Delinquency vs Charge-Off Rates by Loan Category, Q4 2025
The gap between delinquency and charge-off rates reveals how banks are managing credit stress. CRE loans show the widest spread: 1.58% delinquency but only 0.13% charge-offs, indicating banks are holding distressed CRE loans on book rather than writing them down.
Delinquency Rates Across Credit Cycles: Pre-COVID to Present
CRE delinquency is the only major category exceeding both its pre-pandemic and COVID-era peaks.
| Metric | Pre-COVID Reference | COVID Peak | Post-COVID Low | Current (Q4 2025) |
|---|---|---|---|---|
| Business Loan Delinquency | 1.09% (Q4 2019) | 1.30% (Q3 2020) | 0.97% (Q1 2023) | 1.34% |
| Business Loan Charge-Off | 0.30% (Q1 2019) | 0.59% (Q2 2020) | 0.12% (Q4 2021) | 0.55% |
| C&I Loan Delinquency | 2.31% (Q4 2019) | 2.48% (Q1 2020) | 1.52% (Q3 2021) | 2.62% |
| CRE Loan Delinquency | 0.67% (Q4 2019) | 1.15% (Q4 2020) | 0.63% (Q3 2022) | 1.58% |
Credit Cycle Scorecard: Current Conditions Summary
Three of five indicators signal caution, with CRE delinquency driving the current risk profile.

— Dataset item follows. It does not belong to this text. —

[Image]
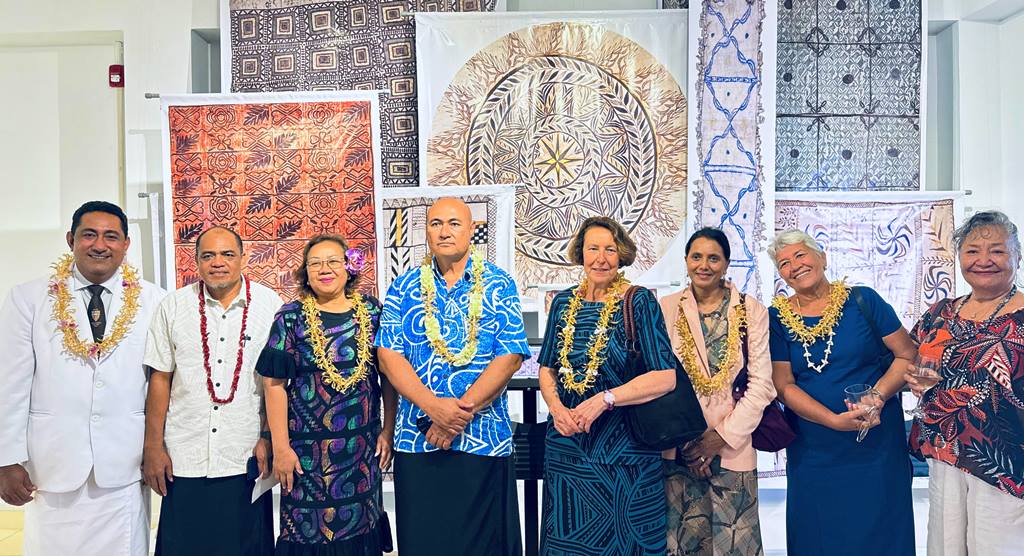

| Indicator | Current Value | Direction | Signal |
|---|---|---|---|
| Business Loan Delinquency | 1.34% | Rising (Q4 2025 vs Q3 2025: +1 bp) | Yellow |
| Business Loan Charge-Offs | 0.55% | Flat (Q4 2025 vs Q3 2025: -2 bp) | Yellow |
| C&I Loan Delinquency Trend | 2.62% | Falling (3 consecutive quarterly declines) | Green |
| CRE Loan Delinquency Trend | 1.58% | Rising (new cycle high) | Red |
| Prime Rate (Q4 2025 avg) | 7.02% | Falling (from 7.50% in Q1 2025) | Green |
Structural Interpretation
The C&I/CRE Divergence Is the Defining Story
C&I delinquency is declining while CRE continues rising, marking a structural split in credit conditions that translates directly into tighter CRE underwriting and wider spreads.
Rate Relief Is Working for C&I, Not Yet for CRE
Falling rates are relieving C&I borrowers, but CRE stress is driven by property fundamentals rather than borrowing costs. Rate cuts alone cannot resolve office vacancies and revaluation pressure.
This Is Not a Systemic Crisis
Current delinquency levels remain far below historical peaks (1.34% vs. 4.39% GFC peak), indicating localized stress rather than broad financial instability.